The court held: "that such images were simply viewed, and that defendant had the theoretical capacity to exercise control over them during the time they were resident on the screen, is not enough to constitute their procurement or possession."  The court reviewed relevant Federal statutes.  Of course, the defendant didn't benefit much from the decision:

"We agree with the Appellate Division, however, that defendant was properly convicted of promotion and possession of the "Arina" video, and possession of 132 images of child pornography recovered from the unallocated space on his computer.  Investigator Friedman's testimony established that at some point defendant downloaded and/or saved the video and the images, thereby committing them to the allocated space of his computer, prior to deleting them.  Thus, viewing the evidence in the light most favorable to the People, a rational fact finder could conclude that defendant acquired the video and exercised control over it and the images (see People v Contes, 60 NY2d 620, 621 [1983]).  That defendant did so knowingly was conclusively established by, among other things, copious evidence of his persistent pattern of browsing for child pornography sites; his meticulous cataloguing of thumbnail images of young, provocatively dressed girls; his deletion of illegal images and retention of legal ones; and defendant's messages to "P.B." discussing the pornographic content of the images and sites defendant perused."
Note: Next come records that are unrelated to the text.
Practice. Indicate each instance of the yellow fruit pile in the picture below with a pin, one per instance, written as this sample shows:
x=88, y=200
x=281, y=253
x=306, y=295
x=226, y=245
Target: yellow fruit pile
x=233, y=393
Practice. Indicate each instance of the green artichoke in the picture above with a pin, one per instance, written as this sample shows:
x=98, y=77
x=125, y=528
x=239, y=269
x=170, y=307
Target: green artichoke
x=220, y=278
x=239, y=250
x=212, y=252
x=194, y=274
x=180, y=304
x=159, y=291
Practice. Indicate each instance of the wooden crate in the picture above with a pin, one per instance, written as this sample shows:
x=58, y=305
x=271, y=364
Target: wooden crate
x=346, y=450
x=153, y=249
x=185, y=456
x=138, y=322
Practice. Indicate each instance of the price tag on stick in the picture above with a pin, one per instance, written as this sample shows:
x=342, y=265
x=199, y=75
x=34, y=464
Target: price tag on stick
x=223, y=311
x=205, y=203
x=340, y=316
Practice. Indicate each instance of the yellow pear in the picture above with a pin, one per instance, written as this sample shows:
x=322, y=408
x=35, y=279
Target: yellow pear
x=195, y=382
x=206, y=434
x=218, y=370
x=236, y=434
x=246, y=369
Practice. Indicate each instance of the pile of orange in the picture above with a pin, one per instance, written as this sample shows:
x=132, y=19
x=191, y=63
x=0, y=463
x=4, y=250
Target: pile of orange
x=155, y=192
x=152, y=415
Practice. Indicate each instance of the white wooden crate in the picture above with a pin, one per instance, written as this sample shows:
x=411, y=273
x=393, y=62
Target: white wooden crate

Judges Graffeo and Pigott dissented from the core holding.  Judge Smith addressed her position in a concurrence:

"Under Judge Graffeo's reading, someone who does no more than click on a link for the purpose of looking at a pornographic picture for free -- someone who has never interacted with a child victim, has never copied, downloaded or saved a pornographic picture of a child, and has never put a penny in the pocket of a child pornographer -- is subject to up to seven years in prison for a first offense (    see Penal Law § 70.00 [2] [d]).  This is surely a stringent punishment for someone whom many would think more pathetic than evil. Nor can we safely assume that bringing as many consumers as possible within the reach of the law is the most effective way to lessen or eliminate the trade: A policy of draconian enforcement directed at the most minor and peripheral of users is perhaps no more likely to eliminate child pornography than a similar policy would be to eliminate illegal drugs."